Strings and VARCHARs
Another easy way to slim down a database is choosing the right character data type format. NVARCHAR
and NCHAR
store Unicode data, and are thus must-haves for storing any multilingual or localized data. Conversely, VARCHAR
and CHAR
store non-Unicode data and only take 1 byte for every 2 bytes that NVARCHAR
takes up. This can effectively cut a table's size in half if it is comprised mostly of a large string column, like a comment or note field.
So, a simple "Hello" in NVARCHAR
will be 10 bytes but only 5 in VARCHAR
. The difference can be huge for not only performance, but also storage, when strings are properly typed.
Use Multiple Databases
While each individual database has a size restriction, the number of databases in an instance is not limited any more than other versions. This leaves room to partition data horizontally or vertically into several databases.
Horizontal Partitioning
Horizontal partitioning refers to slicing data by putting rows into different tables (and databases, in this case). The tables in each database will be the same, but contain different sets of data based on a logical grouping, like location.
If a database contains data for all customers across the United States, but the data exceeds 10GB, an option would be to create databases for regions, i.e. Northwest, Northeast, etc. and split the data across them.
The downside to this approach is that there are now N number of identical databases to manage when it comes to upgrades, maintenance, and backups.
Vertical Partitioning
In this context, vertical partitioning can be used to describe storing different columns and tables in different databases, as opposed to storing rows in different databases. By utilizing cross-database queries, tables in different databases can be queried and manipulated in almost the exact same way as if they were in the same database.
If an application had a lot of static reference data, i.e. data points on every city and town in the US, those tables could be stored in another database to separate the storage costs of that data from interfering with the actual customer data in the primary database.
Normalize, Normalize, Normalize
Normalization is a huge topic, but it isn't often talked about today in terms of storage benefits, due to the low cost of disk space.
Proper normalization data can greatly reduce the redundancy of data.
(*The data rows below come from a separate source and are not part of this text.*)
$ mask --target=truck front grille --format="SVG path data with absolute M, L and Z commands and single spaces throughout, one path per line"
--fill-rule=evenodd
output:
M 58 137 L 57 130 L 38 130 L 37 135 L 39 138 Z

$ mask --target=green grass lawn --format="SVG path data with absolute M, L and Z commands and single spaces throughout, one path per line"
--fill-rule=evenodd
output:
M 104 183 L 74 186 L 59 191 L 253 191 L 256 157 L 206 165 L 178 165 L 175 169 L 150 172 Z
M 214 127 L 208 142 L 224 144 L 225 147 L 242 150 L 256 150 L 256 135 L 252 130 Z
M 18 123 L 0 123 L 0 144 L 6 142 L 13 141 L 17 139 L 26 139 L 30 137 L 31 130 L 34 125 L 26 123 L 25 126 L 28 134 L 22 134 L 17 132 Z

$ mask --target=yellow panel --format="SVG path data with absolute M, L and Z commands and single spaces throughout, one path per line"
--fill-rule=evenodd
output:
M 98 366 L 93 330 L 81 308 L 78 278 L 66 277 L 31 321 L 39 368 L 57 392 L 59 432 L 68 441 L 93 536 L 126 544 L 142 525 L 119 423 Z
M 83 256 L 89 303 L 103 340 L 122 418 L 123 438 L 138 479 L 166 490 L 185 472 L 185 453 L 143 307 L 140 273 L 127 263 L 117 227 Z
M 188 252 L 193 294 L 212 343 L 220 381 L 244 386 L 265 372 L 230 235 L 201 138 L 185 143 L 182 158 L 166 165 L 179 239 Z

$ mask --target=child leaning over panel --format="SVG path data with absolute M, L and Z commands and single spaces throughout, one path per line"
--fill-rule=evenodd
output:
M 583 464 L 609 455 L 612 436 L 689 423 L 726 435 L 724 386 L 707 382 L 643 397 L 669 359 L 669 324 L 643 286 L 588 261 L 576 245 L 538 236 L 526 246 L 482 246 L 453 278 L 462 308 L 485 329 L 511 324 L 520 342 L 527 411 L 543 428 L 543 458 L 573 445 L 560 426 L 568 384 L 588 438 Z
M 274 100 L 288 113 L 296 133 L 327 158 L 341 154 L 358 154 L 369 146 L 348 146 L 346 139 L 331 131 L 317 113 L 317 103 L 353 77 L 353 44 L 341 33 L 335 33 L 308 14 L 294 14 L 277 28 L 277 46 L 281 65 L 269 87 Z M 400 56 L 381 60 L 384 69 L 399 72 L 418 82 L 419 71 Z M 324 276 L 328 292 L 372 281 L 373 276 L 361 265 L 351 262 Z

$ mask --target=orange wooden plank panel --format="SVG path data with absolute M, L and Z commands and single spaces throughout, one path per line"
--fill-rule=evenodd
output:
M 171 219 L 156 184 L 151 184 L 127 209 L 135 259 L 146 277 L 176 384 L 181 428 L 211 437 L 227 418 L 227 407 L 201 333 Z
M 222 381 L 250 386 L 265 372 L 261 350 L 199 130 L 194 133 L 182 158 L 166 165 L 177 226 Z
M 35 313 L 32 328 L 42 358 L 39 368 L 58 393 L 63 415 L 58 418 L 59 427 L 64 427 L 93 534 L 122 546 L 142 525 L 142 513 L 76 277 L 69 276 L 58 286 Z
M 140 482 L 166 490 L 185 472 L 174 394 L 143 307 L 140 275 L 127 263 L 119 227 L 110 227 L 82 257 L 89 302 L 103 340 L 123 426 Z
Often the most redundant data are of the string variety and thus can have a significant impact on the overall size of a database when not properly normalized. Aiming for the third normal form is a reasonable goal to achieve most of the size-related benefits that normal forms can offer.
Since there are always exceptions as to when normalized data or denormalized data is most beneficial, it will depend on the case at hand, but defaulting to normalizing data is generally a good strategy.